If you think this is about snowmen, you are sadly mistaken. These aren’t frivolities. These are the fundamentals. Without fundamentals, we die.

So, the answer is no, I don’t want to be arguing about a stupid debate format. I want to be talking about transformational change in the way we practice politics, and a wild overreaction to a little openness in a debate is what’s getting in the way of that. The campaign objections to this debate are like a group of astrophysicists quibbling over multiplication tables.

Or maybe some anonymous campaign aide is right and I do have a “narrow focus.” But that quote is revealing in itself. I can assure you that the Democrats don’t think of this stuff as a “narrow focus.” And if you win, you’ll get to learn that lesson the hard way in seven months.

IT’S FUNNY THAT MITT ROMNEY talks about “respectfulness.” Because I always assumed that was a two-way street. The Save the Debate coalition includes many grassroots supporters of the various candidates, but two I’d like to single out are Ann Marie Curling, of the Elect Romney in 2008 blog, and Josh Hersh, who just spent his summer working his heart out for Rudy Giuliani in Des Moines. They aren’t weirdos or recluses or pedophiles, but two of the strongest supporters of their candidates you’ll ever meet. If they were ever to get off the bus — not that they will — word would spread and hundreds more, many generations removed, would follow. That’s the kind of energy that super-volunteers like Ann Marie and Josh can bring to a campaign.

And, candidates, you are snubbing them too!

That’s what so sad about this whole debate. If your campaign’s best supporters feel alienated by your online efforts (or lack thereof), or feel like you’re not giving them the tools they need to evangelize on your behalf, isn’t the issue on your end, not theirs?

But isn’t this a macro problem, and it isn’t about the Internet or YouTube. It’s not just that they won’t listen to YouTube questions. It’s that they won’t listen on immigration. They won’t listen on spending. They won’t listen on standing strong for the troops. Rightly or wrongly, conservatives’ sense of betrayal in the second term is rooted in one key theme: they won’t listen. That’s the root cause of the anemic state of grassroots activism, online and off. They won’t listen.
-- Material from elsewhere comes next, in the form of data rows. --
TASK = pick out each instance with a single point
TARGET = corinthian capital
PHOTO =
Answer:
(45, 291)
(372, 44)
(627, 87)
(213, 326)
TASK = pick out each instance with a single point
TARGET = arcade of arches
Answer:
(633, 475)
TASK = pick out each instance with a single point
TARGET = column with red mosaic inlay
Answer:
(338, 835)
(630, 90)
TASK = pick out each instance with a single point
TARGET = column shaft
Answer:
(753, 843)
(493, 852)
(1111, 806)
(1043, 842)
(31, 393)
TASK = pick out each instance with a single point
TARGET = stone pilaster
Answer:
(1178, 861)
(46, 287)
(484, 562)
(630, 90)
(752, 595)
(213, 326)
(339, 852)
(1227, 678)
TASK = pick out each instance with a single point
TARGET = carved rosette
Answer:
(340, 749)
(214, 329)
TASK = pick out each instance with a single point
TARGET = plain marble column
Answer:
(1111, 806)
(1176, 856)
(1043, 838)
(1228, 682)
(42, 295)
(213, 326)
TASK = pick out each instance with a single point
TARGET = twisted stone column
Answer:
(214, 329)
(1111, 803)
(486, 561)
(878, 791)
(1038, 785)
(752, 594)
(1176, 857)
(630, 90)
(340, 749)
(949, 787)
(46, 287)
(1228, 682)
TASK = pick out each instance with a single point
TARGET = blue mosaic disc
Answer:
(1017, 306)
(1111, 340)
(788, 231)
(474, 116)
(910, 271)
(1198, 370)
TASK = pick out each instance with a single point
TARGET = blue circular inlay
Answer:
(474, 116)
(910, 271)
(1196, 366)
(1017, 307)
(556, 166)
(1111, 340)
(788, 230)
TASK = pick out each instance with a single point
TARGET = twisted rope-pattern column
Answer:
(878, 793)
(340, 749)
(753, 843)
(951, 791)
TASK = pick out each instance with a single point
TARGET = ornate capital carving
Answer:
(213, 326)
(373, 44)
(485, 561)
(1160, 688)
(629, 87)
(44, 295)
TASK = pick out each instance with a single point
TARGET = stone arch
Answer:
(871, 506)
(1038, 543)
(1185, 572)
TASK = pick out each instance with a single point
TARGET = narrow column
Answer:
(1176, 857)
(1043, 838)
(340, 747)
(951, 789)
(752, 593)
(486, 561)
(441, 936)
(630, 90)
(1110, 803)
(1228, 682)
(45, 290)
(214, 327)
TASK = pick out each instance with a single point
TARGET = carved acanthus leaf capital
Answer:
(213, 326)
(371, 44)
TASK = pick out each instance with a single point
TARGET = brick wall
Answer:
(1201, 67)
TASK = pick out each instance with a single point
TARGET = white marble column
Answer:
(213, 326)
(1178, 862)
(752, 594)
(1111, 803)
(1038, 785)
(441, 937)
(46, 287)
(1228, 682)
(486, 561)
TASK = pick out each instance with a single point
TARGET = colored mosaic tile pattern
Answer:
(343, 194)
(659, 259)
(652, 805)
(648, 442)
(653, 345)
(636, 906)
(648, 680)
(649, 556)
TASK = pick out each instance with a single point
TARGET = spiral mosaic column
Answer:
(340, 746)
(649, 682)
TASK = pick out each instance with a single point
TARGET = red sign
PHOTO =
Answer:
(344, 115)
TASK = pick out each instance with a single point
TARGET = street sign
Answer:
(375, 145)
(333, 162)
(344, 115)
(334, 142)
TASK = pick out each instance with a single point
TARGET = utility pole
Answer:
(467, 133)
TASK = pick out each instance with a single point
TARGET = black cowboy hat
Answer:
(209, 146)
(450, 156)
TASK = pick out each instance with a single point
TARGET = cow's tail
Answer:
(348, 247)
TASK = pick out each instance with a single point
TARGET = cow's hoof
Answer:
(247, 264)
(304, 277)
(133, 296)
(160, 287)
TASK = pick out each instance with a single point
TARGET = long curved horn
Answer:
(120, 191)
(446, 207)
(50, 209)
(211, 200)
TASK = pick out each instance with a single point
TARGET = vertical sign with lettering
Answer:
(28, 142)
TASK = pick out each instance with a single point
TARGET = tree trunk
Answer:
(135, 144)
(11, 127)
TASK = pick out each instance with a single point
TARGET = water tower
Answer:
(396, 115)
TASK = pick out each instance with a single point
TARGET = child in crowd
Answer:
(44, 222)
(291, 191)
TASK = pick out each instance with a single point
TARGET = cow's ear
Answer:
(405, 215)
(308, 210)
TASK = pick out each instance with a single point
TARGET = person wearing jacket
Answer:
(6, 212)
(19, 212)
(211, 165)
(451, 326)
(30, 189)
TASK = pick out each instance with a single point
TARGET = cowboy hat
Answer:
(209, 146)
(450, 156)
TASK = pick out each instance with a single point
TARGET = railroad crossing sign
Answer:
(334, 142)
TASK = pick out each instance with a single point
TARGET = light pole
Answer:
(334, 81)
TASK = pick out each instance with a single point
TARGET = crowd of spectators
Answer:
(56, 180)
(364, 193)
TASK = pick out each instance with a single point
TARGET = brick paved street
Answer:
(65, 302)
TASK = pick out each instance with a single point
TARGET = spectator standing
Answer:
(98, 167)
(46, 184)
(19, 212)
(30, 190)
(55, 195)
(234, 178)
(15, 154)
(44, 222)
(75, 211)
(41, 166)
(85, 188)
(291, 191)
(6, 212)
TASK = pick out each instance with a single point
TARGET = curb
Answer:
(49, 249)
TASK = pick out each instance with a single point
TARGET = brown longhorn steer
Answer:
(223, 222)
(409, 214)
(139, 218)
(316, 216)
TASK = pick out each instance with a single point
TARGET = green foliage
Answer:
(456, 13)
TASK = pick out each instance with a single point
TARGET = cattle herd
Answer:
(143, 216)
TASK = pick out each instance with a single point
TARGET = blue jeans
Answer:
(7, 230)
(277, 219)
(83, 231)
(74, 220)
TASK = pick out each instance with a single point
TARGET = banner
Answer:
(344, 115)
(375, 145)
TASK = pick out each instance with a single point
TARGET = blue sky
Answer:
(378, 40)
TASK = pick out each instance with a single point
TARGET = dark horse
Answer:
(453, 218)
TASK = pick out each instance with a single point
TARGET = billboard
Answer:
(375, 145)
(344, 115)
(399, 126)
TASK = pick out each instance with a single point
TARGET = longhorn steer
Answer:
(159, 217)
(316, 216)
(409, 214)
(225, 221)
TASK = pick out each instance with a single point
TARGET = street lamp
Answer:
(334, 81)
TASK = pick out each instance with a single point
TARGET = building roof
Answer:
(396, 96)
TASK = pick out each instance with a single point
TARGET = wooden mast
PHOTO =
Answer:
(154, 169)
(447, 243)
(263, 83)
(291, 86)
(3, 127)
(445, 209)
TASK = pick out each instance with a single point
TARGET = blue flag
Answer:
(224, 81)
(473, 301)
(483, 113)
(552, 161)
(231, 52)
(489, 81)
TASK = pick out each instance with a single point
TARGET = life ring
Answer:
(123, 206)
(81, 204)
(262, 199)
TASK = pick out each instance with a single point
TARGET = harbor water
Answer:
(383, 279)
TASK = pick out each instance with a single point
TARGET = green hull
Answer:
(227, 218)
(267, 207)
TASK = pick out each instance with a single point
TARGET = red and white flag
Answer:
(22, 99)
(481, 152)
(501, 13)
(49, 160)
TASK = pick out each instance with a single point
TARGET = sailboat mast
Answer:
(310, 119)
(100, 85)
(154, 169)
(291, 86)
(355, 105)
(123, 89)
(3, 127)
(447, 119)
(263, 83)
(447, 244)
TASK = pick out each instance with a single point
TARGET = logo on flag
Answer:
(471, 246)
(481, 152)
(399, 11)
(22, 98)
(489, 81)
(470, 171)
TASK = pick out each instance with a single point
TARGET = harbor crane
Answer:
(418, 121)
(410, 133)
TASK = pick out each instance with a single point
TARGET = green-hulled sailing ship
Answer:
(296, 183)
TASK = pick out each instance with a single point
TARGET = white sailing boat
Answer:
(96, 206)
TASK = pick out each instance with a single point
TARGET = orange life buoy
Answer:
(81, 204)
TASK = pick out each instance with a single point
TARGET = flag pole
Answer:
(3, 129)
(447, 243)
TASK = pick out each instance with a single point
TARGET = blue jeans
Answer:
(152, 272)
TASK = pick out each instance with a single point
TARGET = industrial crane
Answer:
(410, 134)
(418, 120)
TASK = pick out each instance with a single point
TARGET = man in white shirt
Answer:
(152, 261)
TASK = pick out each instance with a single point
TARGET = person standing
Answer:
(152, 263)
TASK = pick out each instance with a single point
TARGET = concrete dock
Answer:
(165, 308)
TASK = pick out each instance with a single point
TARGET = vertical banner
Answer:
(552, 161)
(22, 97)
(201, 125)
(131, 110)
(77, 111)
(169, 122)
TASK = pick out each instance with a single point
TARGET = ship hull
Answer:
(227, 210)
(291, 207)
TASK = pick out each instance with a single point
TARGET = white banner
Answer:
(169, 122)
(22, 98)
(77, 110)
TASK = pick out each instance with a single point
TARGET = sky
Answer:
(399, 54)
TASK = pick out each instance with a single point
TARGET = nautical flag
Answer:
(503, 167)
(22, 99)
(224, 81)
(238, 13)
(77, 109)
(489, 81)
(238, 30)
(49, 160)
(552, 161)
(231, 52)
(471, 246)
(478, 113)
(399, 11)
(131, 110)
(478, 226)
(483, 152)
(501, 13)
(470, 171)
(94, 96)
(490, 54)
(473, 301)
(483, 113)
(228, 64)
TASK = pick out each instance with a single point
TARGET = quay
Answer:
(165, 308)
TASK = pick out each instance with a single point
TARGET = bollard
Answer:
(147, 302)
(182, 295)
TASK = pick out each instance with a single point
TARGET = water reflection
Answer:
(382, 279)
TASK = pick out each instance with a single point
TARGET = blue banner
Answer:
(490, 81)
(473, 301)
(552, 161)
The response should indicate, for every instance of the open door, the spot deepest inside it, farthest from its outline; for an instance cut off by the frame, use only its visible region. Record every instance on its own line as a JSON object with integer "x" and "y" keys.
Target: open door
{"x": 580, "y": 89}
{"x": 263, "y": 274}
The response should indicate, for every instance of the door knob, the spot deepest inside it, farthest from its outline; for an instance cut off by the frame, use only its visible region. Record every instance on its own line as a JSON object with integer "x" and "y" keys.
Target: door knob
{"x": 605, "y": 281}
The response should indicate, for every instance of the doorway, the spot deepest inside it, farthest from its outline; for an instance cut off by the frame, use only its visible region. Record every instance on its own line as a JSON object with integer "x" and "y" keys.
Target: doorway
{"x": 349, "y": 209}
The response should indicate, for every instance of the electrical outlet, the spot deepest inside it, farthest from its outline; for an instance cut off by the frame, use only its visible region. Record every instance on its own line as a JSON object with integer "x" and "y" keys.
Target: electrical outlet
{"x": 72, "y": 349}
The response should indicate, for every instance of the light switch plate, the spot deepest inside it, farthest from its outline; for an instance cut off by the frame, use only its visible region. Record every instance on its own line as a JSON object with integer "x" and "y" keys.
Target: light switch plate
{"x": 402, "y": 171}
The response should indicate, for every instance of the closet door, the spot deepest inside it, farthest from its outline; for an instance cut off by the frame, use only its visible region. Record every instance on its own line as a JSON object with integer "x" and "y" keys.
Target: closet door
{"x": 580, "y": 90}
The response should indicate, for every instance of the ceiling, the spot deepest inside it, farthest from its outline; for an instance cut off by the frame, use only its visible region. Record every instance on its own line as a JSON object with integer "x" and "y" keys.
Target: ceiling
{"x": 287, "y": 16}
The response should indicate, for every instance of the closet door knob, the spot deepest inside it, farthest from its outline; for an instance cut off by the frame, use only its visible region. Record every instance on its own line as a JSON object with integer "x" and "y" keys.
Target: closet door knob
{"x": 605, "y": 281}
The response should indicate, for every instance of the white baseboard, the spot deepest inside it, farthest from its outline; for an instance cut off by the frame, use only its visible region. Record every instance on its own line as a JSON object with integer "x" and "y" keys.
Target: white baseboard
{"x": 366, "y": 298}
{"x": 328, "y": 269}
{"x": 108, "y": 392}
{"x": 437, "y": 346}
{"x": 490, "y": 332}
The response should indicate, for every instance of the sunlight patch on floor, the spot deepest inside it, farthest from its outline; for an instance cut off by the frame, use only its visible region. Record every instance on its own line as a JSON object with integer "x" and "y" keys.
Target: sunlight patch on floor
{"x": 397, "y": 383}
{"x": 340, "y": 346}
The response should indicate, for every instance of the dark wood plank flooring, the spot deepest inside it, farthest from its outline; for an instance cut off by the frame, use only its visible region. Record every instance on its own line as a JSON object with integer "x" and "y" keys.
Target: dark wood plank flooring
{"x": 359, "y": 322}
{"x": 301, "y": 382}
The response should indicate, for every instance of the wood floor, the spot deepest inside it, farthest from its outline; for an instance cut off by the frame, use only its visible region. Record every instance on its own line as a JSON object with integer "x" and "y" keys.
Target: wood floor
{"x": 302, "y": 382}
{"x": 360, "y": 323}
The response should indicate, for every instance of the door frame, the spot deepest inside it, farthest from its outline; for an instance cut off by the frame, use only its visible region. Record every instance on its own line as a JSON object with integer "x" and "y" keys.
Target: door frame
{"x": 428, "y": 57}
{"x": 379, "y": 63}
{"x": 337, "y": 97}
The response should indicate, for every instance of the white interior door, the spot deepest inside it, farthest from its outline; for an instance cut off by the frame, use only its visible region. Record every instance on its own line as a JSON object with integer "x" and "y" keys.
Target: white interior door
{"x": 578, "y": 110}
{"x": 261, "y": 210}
Listening doesn’t mean pandering or bending to the will of your audience. It does mean engaging them in a meaningful dialog, telling people why you disagree, and respecting them. It means pugnaciously tearing into the other side with logic and facts. When George W. Bush has tried too hard to seem “Presidential” and “dignified” and “above the fray” his approval ratings almost always dropped. Why are our candidates seeking to repeat that mistake?

In fact, virtually the only sustained rise in Bush’s approval ratings not related to a terrorist attack or a war came during the 2004 campaign, the time when he appeared the least Presidential, the time when he tried hardest to appeal to us as a regular guy, the time he wasn’t afraid to confront — even ridicule — his opponents.

Take note, Governor Romney. Decorum is highly overrated. I don’t want a President who’s Presidential. I want a President who fights. Especially when we are at war.